7 Not a composer but, rather, a St Bernard dog owned by British comedian Bernie Winters, hence the allusion in the ad to Shake a Pagoda Tree, the title of the biography of brothers Mike and Bernie Winters.
8 ‘Boombastic’: single released by Shaggy, 1995. Reached number one in the UK charts.
9 ‘In-A-Gadda-Da-Vida’: Song recorded in 1968 in the spirit of the psychedelic sixties by Iron Butterfly. The song covered one entire side of the album of the same name and, despite being seventeen minutes in length, became a hit in the US.
10 Vocal jazz group formed in 1972.
11 Portuguese writer. Born 1845, died 1900.
12 Deck-hand: ship member who carries out the daily maintenance operations. Hattie Jacques: British comedy actress known for her roles in the Carry On franchise (though none based at sea). Barrack stanchion (naval term): a sailor who rarely goes to sea. Grape sig (naval term): signature given in return for a favour, traditionally given in purple ink. Grunion (naval term): yard worker or, literally, a species of fish.
13 An X-Wing pilot and commander. As a member of the Rebel Alliance, Antilles would never have had the opportunity to pilot a TIE Fighter (Twin Ion Engine), which was, in fact, a space craft used by the Galactic Empire.
14 American writer and editor.
“Must all the
women in my life
take the witness
stand?”
I’ve experienced some of the finest mace sprays produced in the Western world, but nothing is as painful as placing an ad in here and getting no responses.
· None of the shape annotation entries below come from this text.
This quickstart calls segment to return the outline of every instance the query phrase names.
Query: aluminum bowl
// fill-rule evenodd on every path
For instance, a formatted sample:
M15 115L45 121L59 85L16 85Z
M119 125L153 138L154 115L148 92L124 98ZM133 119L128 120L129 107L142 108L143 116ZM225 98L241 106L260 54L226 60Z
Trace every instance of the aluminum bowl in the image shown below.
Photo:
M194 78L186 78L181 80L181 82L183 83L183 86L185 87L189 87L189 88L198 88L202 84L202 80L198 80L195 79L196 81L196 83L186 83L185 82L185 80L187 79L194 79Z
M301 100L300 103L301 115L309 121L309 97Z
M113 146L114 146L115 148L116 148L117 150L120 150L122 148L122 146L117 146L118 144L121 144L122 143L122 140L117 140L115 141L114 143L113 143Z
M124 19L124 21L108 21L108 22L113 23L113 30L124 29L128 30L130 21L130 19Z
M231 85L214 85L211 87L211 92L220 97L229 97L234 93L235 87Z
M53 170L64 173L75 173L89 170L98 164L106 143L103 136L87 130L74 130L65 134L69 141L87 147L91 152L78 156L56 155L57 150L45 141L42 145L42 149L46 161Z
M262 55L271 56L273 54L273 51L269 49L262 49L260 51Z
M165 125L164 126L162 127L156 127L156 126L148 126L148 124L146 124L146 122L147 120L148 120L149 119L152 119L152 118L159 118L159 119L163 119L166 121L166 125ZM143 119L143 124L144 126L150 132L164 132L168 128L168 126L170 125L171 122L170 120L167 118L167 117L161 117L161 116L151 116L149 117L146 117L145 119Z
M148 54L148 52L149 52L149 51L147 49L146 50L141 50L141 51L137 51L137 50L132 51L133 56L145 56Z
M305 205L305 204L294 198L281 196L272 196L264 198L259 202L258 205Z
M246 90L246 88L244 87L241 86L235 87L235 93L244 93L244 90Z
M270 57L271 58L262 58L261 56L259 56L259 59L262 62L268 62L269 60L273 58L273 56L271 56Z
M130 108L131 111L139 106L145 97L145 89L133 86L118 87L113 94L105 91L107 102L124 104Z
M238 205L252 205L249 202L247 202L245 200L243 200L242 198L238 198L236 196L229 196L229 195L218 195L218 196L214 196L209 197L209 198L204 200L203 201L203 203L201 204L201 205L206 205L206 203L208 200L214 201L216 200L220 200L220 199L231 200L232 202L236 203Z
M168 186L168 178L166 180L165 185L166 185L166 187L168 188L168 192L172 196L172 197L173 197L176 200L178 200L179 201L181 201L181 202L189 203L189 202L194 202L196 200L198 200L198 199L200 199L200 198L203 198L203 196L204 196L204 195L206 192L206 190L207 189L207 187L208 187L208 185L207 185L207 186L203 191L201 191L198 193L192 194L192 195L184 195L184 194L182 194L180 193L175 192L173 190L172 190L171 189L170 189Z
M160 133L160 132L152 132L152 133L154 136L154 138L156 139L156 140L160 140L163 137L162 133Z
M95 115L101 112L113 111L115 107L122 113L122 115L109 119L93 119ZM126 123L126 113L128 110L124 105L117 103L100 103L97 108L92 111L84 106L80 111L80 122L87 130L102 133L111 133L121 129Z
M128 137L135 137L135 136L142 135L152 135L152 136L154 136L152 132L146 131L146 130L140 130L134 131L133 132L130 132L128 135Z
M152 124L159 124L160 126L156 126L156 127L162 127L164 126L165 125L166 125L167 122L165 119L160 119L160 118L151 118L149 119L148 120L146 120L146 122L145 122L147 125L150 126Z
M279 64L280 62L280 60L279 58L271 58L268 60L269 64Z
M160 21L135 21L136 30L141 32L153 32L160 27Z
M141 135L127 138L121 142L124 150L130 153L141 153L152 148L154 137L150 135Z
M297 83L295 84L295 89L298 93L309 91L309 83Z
That’s where you come in: blonde, pole-dancing acrobatic F to 21 who isn’t put off by two-way mirrors. Man, 82. Box no. 2985.
Sticks and stones may break my bones but names will never hurt me. Do you find your legal representation inadequate? I once did–in 1992–but now I’m ready again for love. Write to me, man, 47, Reading. Box no. 8480.
‘Guilty, Your Honour.’ Don’t let these be my last words ever spoken to a UK resident female. Long-distance offers of love (one letter per month, weight restricted and all contents vetted) to box no. 1673.
If you get a camcorder for Christmas, can you videotape your love and send me a copy? If you don’t get a camcorder for Christmas, still photos will do. If you don’t own a camera, I’ll accept donations of cash towards my therapy. Man, 98. Box no. 3286.
MaleLRBreaders: Luton Expressway is not a gateway to love. You know who you are. So do the authorities. F, 34. Box no. 8342.
Mah-jong shark of illegal Welsh gambling dens (M, my age is my business) here to reclaim his place as king of the Bloomsbury gamers. Strategic cunning, poker face and all the aces with b
ox no. 7321. (Respondents should have quick access to a full bank account, a face unrecognisable in Bicester, and be willing to take short-notice long-haul flights.)
A bottle of fizz, some Howlin’ Wolf, a cheap hotel. Add to that my eczema lotion, my prosthetic arm and my probation officer and we may not have the most romantic of evenings but we do have the mother of all poker games. The bets are on with flaking, out-for-the-summer-only M (39), Oxford (and occasionally Pentonville).1 Box no. 2824.
Reformed dognapper (M, 43). Box no. 0864.
Must all the women in my life take the witness stand? Serial embezzler, gangster, fly-tipper and–crucially for the prosecution against an otherwise watertight defence–bigamist (M, 48) WLTM easygoing, dizzy fems to 50 who don’t ask too many questions (it’s a business trip–I’ll be back Tuesday week). Box no. 3663.
I started advertising in here with the best intentions. Now I find myself on a witness protection programme. Thanks for nothing, LRB. Also Jimmy ‘Knuckles’ Malone (I thought you were a classics lecturer being ironic). F, 42. New identity, new location, every first Tuesday of the month. Seeks M to 45 with no ties, no traceable numbers, and a hell of a lot of petrol in his tank. Non-smokers, non-mafia only. Box no. 9727.
I know more languages than the advertiser above. And I’ve been to jail fewer times. In his favour, I guess his mother doesn’t make his lovers sign a guestbook on their way out but two out of three ain’t bad, to quote both Meatloaf and my solicitor. Man, 45. Box no. 5279.
1 HM Prison Pentonville, Caledonian Road, London N7.
“Like the ad
above, but better-
educated”
English lecturer. M, 49. It’s not all Bachman-Turner Overdrive.1 But a good portion of it is. Box no. 2642.